By Chip Brownlee
The Trace
Photo: President Donald Trump arrives to speak at an event in the White House Rose Garden on May 1. Evan Vucci/AP Photo
More than three dozen congressional Democrats are calling on President Donald Trump to walk back his administration’s decision to slash funding for gun violence prevention programs.
In a May 2 letter to the White House, the lawmakers urged Trump to reinstate more than $150 million in Justice Department grants that were abruptly canceled last week. The cuts have jeopardized at least 65 community-based programs across 25 states, forcing some organizations to consider laying off employees or closing down entirely.
“This funding, appropriated by Congress, directly contributes to making communities safer,” the letter reads. “We urge you to honor the grants already awarded and to implement this funding as Congress directed.”
The letter was led by representatives Robin Kelly, Maxwell Frost, Shontel Brown, and Lucy McBath, and it was signed by 43 other House Democrats.
The Justice Department and the White House did not immediately respond to requests for comment.
The grants were operated largely by the Justice Department’s Community Based Violence Intervention and Prevention Initiative, a central component of the Biden administration’s public safety strategy. The Bipartisan Safer Communities Act, signed into law in 2022, required the department to set up the initiative and provided $250 million for grants through 2026.
As The Trace has reported, the grants sent a historic influx of funds to programs seeking to reduce shootings through street outreach, mentoring, hospital-based interventions, restorative justice, and other community-led strategies, sometimes in partnership with law enforcement.
“Although these proven strategies have been researched, cited in academic literature, and supported by law enforcement, they remain chronically underfunded at every level of government,” the letter says.
At the same time last week, the Justice Department terminated an additional 300 grants for crime victim services, addiction recovery programs, and a range of other initiatives. Those grants were worth about $660 million.

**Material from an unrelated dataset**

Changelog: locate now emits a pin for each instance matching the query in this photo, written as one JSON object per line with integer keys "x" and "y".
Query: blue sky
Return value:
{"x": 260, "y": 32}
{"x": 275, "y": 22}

The cancellations marked yet another setback for efforts to combat gun violence under the Trump administration. The Trace reported last month that layoffs at the Centers for Disease Control and Prevention had decimated the agency’s Division for Violence Prevention, which manages millions in research dollars and public health initiatives. Meanwhile, the Department of Education slashed $1 billion in Safer Communities Act funding meant to drive down school violence by supporting students’ mental health.
The Justice Department canceled the grants with no prior warning, cutting off recipients months and even years before their funding was scheduled to end. In notices to the recipients, the department wrote that it had shifted priorities to “focus on, among other things, more directly supporting certain law enforcement operations, combatting violent crime, protecting American children, and supporting American victims of trafficking and sexual assault, and better coordinating law enforcement efforts at all levels of government.”
Lyle Muhammad, the executive director of the Circle of Brotherhood, a violence intervention program in Miami that was awarded $2 million in 2022, said he got an email terminating the grant at 5:35 p.m. on April 22.
The grant, scheduled to run through early 2026, helped the Circle of Brotherhood expand its team from five full-time staff members to 50.
Muhammad estimates that $600,000 remained on the grant, and his group can no longer request reimbursements for expenses it has already incurred. Now, Muhammad is worried about making payroll. “I can probably make one more payroll without having to lay folk off,” he said. That the cancellation happened shortly before the start of the summer, when violence traditionally spikes, is particularly concerning. “It’s almost a death wish to take this kind of money out of our communities.”
Aqeela Sherrills, director of the Community Based Public Safety Collective, which provides technical assistance and training to community groups nationwide, said the cuts have forced programs to weigh shutting down, reorganizing, or reducing staff as they scramble to find replacement funding. After learning that its three-year grant had been terminated, Sherrills’ organization had to lay off 20 employees.
“It makes our communities less safe, and it also makes law enforcement less safe,” he said. “Cutting funding is significant. We’re talking about $150 million from community-based agencies. For some of them, it’s a lifeline because it was their only funding.”
Fatimah Loren Dreier, executive director of the Health Alliance for Violence Intervention, a national nonprofit that supports hospital-based programs to reduce retaliatory violence, pointed out that the expansion of prevention programs coincided with historic drops in shootings in cities like Detroit, Baltimore, and Indianapolis. She fears the Trump administration’s cuts could reverse that trend.
“It’s upending what had been working well and growing,” Dreier said. “What happens now? How many lives that could have been saved won’t be?”